As fallout from Friday's glitch-laden Facebook public launch intensifies, NASDAQ has announced that it will work with the Securities Exchange Commission and the Financial Industry Regulatory Authority on a plan that could include financial restitution for unfilled orders.

“As a result of a technical error occurring during the Facebook IPO electronic opening cross process, some orders, otherwise expected to be eligible for execution, were not executed or were executed at prices other than the opening cross price of $42,” a statement issued on Monday reads. “Exchange members impacted by the error are reminded that they may seek financial accommodation from NASDAQ (pursuant to NASDAQ Rule 4626) if they submitted IPO cross-eligible orders between 11:11 and 11:30 AM Friday, May 18, that were marketable at the opening cross price of $42.00 and those orders either did not execute or were executed at an inferior price.

Pending review by the SEC, FINRA and NASDAQ officials, the exchange plans” to implement a procedure through which FINRA will review all accommodation requests and related data.”

After this review, FINRA will provide a report regarding the total value of all valid claims. The total amount of an accommodation pool will be approved by the NASDAQ OMX and NASDAQ Stock Market Boards, “in their sole discretion,” after reviewing this report.

The accommodation pool will “include all unintended gains from NASDAQ's assumption of transactions during the cross due to the technical error,” NASDAQ said.

Claims must be submitted in writing to NASDAQ by noon on Monday, May 21, 2012. Supporting data will be requested in a format to be determined.
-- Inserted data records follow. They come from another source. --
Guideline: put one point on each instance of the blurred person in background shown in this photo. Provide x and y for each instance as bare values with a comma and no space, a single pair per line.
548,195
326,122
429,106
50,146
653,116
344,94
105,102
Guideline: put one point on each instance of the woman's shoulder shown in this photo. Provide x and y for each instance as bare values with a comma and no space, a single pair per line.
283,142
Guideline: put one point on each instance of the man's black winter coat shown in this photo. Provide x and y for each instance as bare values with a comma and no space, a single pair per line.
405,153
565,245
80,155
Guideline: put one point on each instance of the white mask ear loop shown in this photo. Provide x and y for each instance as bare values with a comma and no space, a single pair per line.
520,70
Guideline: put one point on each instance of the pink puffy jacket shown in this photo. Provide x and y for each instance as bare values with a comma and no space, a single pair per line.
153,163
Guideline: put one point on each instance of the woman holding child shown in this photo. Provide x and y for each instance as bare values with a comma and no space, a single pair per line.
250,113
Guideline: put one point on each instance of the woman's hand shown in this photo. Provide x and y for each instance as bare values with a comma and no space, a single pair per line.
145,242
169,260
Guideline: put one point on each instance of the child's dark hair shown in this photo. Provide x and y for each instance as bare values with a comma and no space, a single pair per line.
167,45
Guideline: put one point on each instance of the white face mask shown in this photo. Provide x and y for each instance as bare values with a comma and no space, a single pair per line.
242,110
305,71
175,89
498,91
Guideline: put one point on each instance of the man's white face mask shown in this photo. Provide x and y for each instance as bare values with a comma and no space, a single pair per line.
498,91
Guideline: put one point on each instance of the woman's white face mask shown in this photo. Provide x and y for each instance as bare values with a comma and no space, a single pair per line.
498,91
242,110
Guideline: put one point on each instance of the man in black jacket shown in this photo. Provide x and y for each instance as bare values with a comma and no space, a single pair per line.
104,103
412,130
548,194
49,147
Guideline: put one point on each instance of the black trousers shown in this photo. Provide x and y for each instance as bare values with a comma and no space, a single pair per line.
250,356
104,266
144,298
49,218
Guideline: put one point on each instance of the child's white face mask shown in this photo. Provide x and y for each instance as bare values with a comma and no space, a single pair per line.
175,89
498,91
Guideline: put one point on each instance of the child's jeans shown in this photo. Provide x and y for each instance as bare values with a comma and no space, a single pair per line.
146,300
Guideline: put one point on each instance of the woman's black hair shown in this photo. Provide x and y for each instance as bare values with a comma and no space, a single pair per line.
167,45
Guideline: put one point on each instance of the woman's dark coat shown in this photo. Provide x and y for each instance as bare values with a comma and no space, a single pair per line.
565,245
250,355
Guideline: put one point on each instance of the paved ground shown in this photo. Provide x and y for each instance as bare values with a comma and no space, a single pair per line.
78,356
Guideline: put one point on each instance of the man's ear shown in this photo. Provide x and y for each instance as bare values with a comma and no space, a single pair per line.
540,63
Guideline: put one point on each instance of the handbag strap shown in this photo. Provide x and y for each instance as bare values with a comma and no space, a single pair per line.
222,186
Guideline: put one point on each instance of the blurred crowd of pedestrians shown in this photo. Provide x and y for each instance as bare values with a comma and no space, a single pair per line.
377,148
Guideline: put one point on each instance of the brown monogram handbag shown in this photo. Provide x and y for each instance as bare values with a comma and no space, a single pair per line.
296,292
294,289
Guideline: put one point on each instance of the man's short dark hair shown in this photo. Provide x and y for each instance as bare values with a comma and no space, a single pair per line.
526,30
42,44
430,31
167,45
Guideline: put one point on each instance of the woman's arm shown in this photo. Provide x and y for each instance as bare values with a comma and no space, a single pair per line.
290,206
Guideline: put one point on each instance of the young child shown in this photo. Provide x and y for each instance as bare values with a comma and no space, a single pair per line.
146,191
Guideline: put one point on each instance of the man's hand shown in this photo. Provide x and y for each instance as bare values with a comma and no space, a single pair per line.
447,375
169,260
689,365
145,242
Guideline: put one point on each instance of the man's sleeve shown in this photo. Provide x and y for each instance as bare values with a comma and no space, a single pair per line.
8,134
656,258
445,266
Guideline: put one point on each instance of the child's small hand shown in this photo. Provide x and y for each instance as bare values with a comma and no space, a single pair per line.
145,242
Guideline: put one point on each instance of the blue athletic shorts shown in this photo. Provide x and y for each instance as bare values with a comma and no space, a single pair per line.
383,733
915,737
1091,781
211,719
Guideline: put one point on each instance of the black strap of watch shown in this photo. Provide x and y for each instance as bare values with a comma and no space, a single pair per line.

A “post mortem” released by NASDAQ on May 18 detailed the software problems that left brokers stuck without knowing  whether trades were completed or not. The tumultuous day of trading included two” single stock circuit breaker” halts to trading of Zynga, a game company whose stock plummeted amid the chaos and Facebook's lackluster trading debut.

Moving forward, NASDAQ announced it has “modified its IPO and Halt Cross application to no longer accept cross-eligible order modifications after the auction's final calculation has begun and before the trade is printed to the tape.”

“This will prevent the race condition experienced Friday from re-occurring,” the exchange said in a statement.